Der Preis ist heiss: Ein Augenlaserzentrum konnte nicht nachweisen, dass es den regulären Preis und den Aktionspreis wirklich so beworben hat, wie es die Preisbekanntgabeverordnung (PBV) verlangt – nämlich maximal zwei Monate und nur halb so lang wie er in Kraft war. Die Beschwerde wurde gutgeheissen.

Kein Vergleich: Im entscheidenden Teil wurde auch diese Beschwerde gutgeheissen. Dabei ging es um einen Werbeumschlag, der angeblich zu den «Top 10 der Schweizer Printmedien» zählt. Angesichts des verschwindend kleinen Anteils redaktioneller Beiträge war diese Behauptung unlauter.

Nachahmenswert: Das Lauterkeitsrecht kennt kein generelles Verbot, fremde Leistungen nachzuahmen.

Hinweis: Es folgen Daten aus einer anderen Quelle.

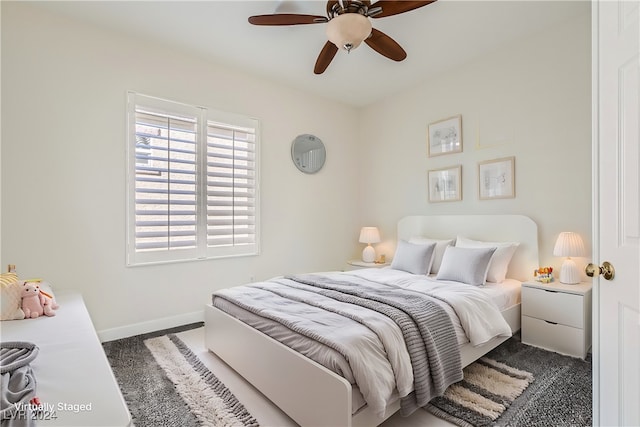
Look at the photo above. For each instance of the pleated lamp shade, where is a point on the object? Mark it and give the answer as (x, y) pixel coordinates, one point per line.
(369, 235)
(569, 245)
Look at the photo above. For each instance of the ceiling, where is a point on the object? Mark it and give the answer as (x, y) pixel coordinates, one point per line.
(436, 37)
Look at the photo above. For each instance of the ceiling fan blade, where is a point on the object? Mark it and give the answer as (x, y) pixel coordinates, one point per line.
(286, 19)
(385, 45)
(326, 56)
(394, 7)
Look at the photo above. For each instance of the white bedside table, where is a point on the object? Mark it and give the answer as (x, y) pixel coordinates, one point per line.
(356, 263)
(557, 317)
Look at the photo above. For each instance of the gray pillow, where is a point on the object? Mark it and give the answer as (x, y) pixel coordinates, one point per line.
(441, 245)
(466, 265)
(413, 257)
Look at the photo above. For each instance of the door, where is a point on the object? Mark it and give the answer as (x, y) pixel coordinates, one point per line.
(616, 213)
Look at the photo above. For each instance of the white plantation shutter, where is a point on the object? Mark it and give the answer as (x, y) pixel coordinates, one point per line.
(193, 182)
(231, 185)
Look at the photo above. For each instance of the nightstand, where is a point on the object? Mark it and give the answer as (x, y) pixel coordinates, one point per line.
(557, 317)
(356, 263)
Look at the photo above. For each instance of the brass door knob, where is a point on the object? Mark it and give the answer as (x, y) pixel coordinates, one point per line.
(607, 270)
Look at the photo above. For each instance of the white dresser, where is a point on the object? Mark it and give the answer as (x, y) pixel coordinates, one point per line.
(557, 317)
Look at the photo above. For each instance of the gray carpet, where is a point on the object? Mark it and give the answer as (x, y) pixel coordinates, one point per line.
(560, 396)
(152, 397)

Unlauter ist solche Werbung lediglich, wenn das Original einerseits Kennzeichenkraft besitzt, andererseits in wesentlichen Teilen übernommen wird, eine Verwechslungsgefahr besteht und die Nachahmung unnötig anlehnend ist. Das war bei dieser Beschwerde nicht der Fall; deshalb wurde sie abgewiesen.

Auf den Hund gekommen: Ähnlichen lag der Fall bei der Bewerbung von Bettwanzen-Spürhunden und der Frage, wer von den beiden Parteien das Original sei. Da auch die Bezeichnung «Bedbug Hunter» rein beschreibend ist und nicht als Wortmarke eingetragen werden kann, wurde die Be¬schwerde bezüglich Markenklau abgewiesen. Gutgeheissen wurde sie jedoch wegen eines irreführenden Logos sowie falschen Angaben bezüglich Ausbildung und Zertifizierung der Tiere.

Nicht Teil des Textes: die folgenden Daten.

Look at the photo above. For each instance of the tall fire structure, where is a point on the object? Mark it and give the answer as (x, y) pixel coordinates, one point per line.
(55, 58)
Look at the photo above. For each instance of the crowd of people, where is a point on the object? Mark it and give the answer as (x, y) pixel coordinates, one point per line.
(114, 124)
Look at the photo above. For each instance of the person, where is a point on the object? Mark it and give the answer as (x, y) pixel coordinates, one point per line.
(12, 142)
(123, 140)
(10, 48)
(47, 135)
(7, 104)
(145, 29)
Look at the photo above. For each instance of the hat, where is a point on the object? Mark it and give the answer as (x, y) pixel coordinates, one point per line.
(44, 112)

Gemäss Lauterkeitskommission ist diese Kampagne nicht unlauter – sie ist der Meinung, die Konsumenten könnten den Claim richtig einschätzen.

 

Lebensmittelgesetz (LMG): Komplexer war der Fall einer Anpreisung von Nahrungsergänzungsmitteln, die gemäss Lebensmittelgesetz (LMG) – ausser zur rein privaten häuslichen Verwendung – nicht oder nicht in der angebotenen Dosierung in die Schweiz eingeführt werden dürfen. Um diese Beschwerde zu beurteilen, nahm die SLK Rücksprache mit dem Bundesamt für Lebensmittelsicherheit und Veterinärwesen (BLV). Letztlich wurden dem Beschwerdegegner in drei Fällen empfohlen, seine Kommunikation anzupassen: Für die Produkte, die in der Schweiz gar nicht zulässig sind, für einen irreführenden Produktehinweis sowie für ärztliche Empfehlungen, die gemäss der bundesrätlichen Information über Lebensmittel (LIV) in diesem Zusammenhang nicht erlaubt sind.

Alles rund ums Putzen

Ist Ihre Frau staubig? Dann ist es höchste Zeit für einen xxx-Staubsauger». Dieser Claim wurde als unlauter taxiert, da er den Frauen stereotype Eigenschaften zuschreibt. Unverfänglich wäre die Aussage gewesen: «Sind Sie staubig – Dann ist es…..».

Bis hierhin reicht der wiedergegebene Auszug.